3 Drijvende Kranen voor Italië (1911)

Leestijd: 3 minuten

Headerfoto: Marinehaven van Tarente (I) in 1930.


In 1910 kreeg A.F. Smulders (Werf Gusto) de opdracht van de Italiaanse Marine voor de bouw van twee drijvende kranen en van een particuliere werf in Genua. De kranen, met een hijsvermogen van 150 ton, moesten deze last  kunnen dragen op 60 meter boven de waterspiegel en 26,5 meter buiten de eigen ponton. De kranen konden 40 ton tillen bij een uitval vanaf het eigen ponton van 45,5 meter.

De Italiaanse Marine bestelde de twee kranen voor haar Marinehavens in Spezia, en Tarente. Deze kranen zouden worden ingezet om te assisteren bij de plaatsing van geschutskoepels op haar nieuw te bouwen en te onderhouden marineschepen. De kraan voor de particuliere werf was voor het bedrijf Ansaldo Genua.

De volgende bouwnummers werden door de werf uitgegeven:

Bnr. Bouwjaar Projectnaam
410 1911 ‘150 ton voor Spezia’
415 1911 ‘Tourelle’ 150/90 ton
422 1911 ‘150/110 ton voor Taranto’

De 410 met bestemming Marinehaven Spezia, 415 met bestemming Ansaldo Genua en de 422 met bestemming de Marinehaven van Tarento.

  • Bnr. 410: Kraan voor Spezia (1911)
    foto: delcampe.net

    Op 24/07/1911 begint de sleep van de eerste grote kraan (met Bnr. 410) naar Spezia aan de Italiaanse kust. Gewicht ca. 1.200 ton. De sleep wordt uitgevoerd door zeesleepboot de Schelde van de Intern. Sleepdienst Maatschappij onder commando van kapitein W. Verschoor. Diezelfde dag nog keert de sleper terug naar Schiedam, omdat de gezagvoerder vond, dat de kraan niet goed gefixeerd was.

  • Nieuwe Schiedamsche Courant, 02/09/1911; p. 2/6
    Gisterenmiddag hebben aan de werf „Gusto” der firma A. F. Smulders te Schiedam, met alleszins goeden uitslag de beproevingen plaats gehad van een drijvende kraan, zoals de firma er een drietal te leveren had, twee voor de Italiaansche regeering, een voor een particuliere werf in Italië.De eerste kraan (Bnr. 410)  dezer dagen ter bestemden plaatse is aangekomen.
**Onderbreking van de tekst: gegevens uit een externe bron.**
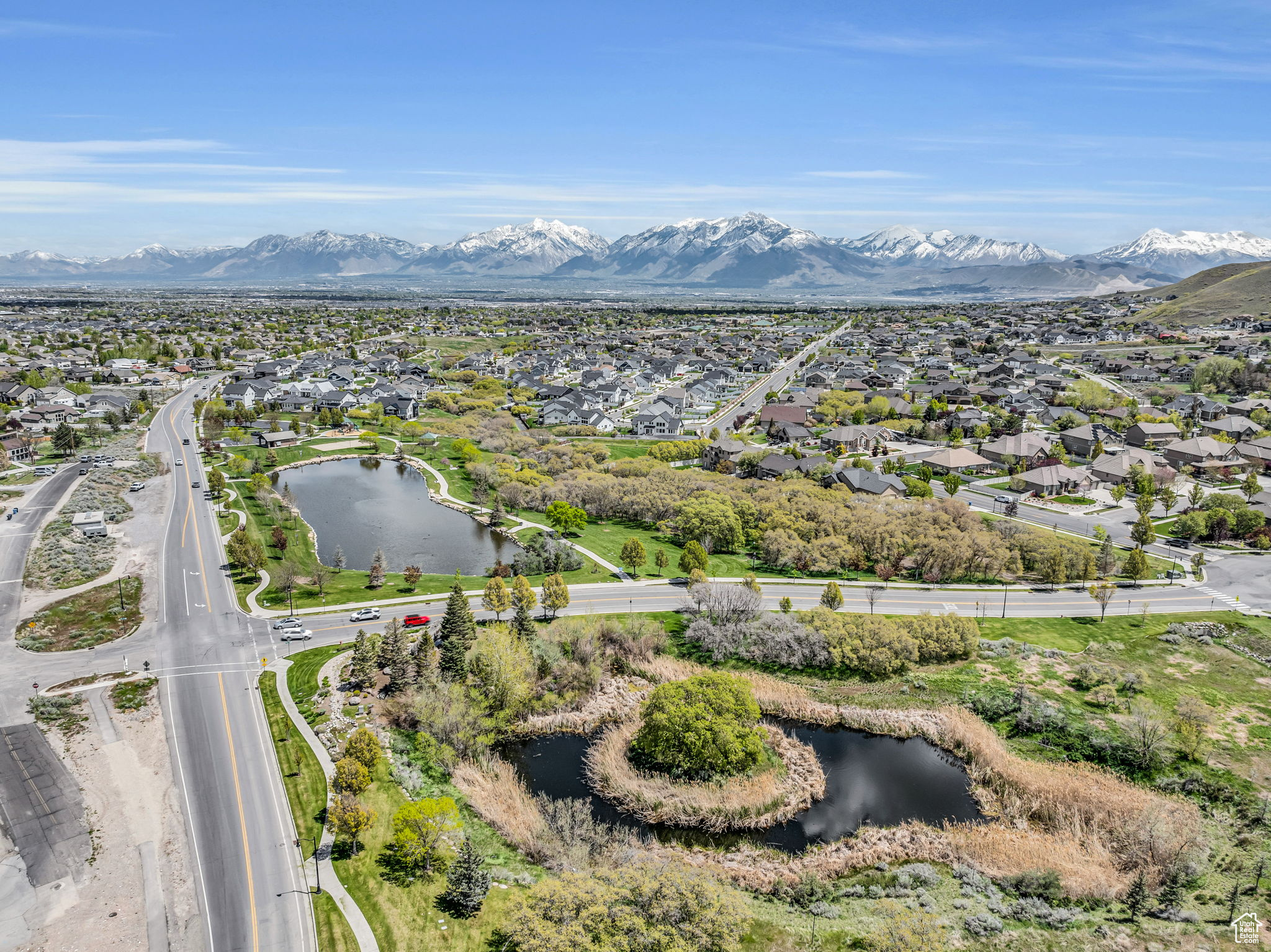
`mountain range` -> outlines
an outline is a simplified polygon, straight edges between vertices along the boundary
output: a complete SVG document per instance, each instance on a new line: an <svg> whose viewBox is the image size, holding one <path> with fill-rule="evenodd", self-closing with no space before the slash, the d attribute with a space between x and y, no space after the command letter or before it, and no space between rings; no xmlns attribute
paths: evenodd
<svg viewBox="0 0 1271 952"><path fill-rule="evenodd" d="M918 296L1082 295L1168 285L1205 268L1271 259L1271 239L1247 231L1159 229L1134 241L1065 255L904 225L863 238L825 238L747 212L686 219L609 241L578 225L500 225L440 245L379 233L266 235L248 245L170 249L112 258L52 252L0 255L5 278L287 280L304 277L505 277L641 286L846 289Z"/></svg>

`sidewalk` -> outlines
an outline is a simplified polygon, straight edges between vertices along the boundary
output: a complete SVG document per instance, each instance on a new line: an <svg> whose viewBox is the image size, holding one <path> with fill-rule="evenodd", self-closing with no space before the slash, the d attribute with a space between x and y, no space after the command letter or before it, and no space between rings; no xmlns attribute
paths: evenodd
<svg viewBox="0 0 1271 952"><path fill-rule="evenodd" d="M275 671L278 675L278 698L282 700L282 708L287 712L287 717L291 718L291 723L300 732L300 736L305 738L305 742L313 750L314 756L318 758L318 763L322 765L323 773L330 779L330 775L336 773L336 765L332 763L330 755L327 749L318 740L318 735L313 732L309 723L300 716L300 711L296 708L296 703L291 699L291 688L287 685L287 669L291 667L291 662L286 658L280 658L275 661L268 667L267 671ZM328 785L328 791L329 791ZM328 793L329 797L329 793ZM305 860L305 876L308 877L309 871L313 864L316 863L318 871L323 874L323 888L330 894L330 897L336 900L336 905L339 906L339 911L344 914L344 919L348 921L348 928L353 930L353 935L357 938L357 946L362 952L379 952L379 943L375 941L375 933L371 932L370 923L366 921L366 916L362 915L362 910L358 908L353 897L348 895L344 888L344 883L339 881L336 874L336 867L330 862L330 848L336 843L336 838L332 836L330 831L325 827L322 831L322 840L318 847L318 852Z"/></svg>

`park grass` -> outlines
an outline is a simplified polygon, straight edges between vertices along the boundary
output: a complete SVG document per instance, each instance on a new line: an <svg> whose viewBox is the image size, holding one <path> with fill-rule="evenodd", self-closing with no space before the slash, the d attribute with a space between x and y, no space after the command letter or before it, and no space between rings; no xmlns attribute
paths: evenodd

Deze sieraden der Nederlandsche nijverheid, welke reeds vroeger in onze kolommen zijn besproken, hebben een hefvermogen van 150 ton bij 26.50 meter uitlading en van 40 ton bij 45.50 meter; de top verheft zich 60 meter boven den waterspiegel. Onder de autoriteiten en verdere belangstellenden, die de beproevingen bijwoonden, bevonden zich o.m. de oud-minister dr. Kraus, de ingenieurs ‘t Hooft en D. A. v. Heyst als vertegenwoordigers resp. van den minister van Marine en den minister van Waterstaat, de hoofdingenieur der Marine, de directeur van gemeentewerken te Amsterdam, directeur en onderdirecteur van gemeentewerken te Rotterdam, de burgemeester en de directeur van gemeentewerken dezer gemeente, prof. A. D. F. W. Lichtenbelt van Rotterdam, verscheidene professoren en den bedrijfsingenieur der T. H. S., de directeur van het Technisch Bureau aan het Dep. v. Koloniën, de inspecteur en hoofdingenieur van het Stoomwezen, de heer G. J. de Jongh, oud-directeur van gemeentewerken te Rotterdam en vele andere autoriteiten.
  • Schiedamsche Courant, 26/09/1911; p. 2/4

De drijvende kraan: No. 415.

“De Nederlandsche sleepboot „Schelde”, die de drijvende kraan No. 415, welke op de werf Gusto alhier is gebouwd, van hier naar Spezia zou slepen, is te Falmouth aangekomen en heeft daar het bericht verzonden dat de kraan in de Golf van Biscaye op 46 raden N. en 6 graden W. is omgeslagen en gezonken. Den 12’en September vertrok de sleepboot met de kraan van hier en gisteren werd het bericht hier ontvangen. Nader vernemen wij nog dat tot hedenmiddag geen nadere mededelingen omtrent het ongeluk zijn ontvangen; morgen wordt echter de sleepboot hier verwacht. Van alle kranen die door de firma Smulders zijn gebouwd en verzonden, is deze reuzenkraan de eerste die op reis is verloren gegaan. En deze kraan, een unicum onder de kranen, had een enorm draagvermogen, zoodat tot op 26.5 meter buiten het midden van het vaartuig een last van 150 ton kon worden gehesen; wel een bewijs dus dat het vast op het water lag. Naast de kracht van den storm zullen dus nog wel andere oorzaken hebben medegewerkt aan dit ongeluk.”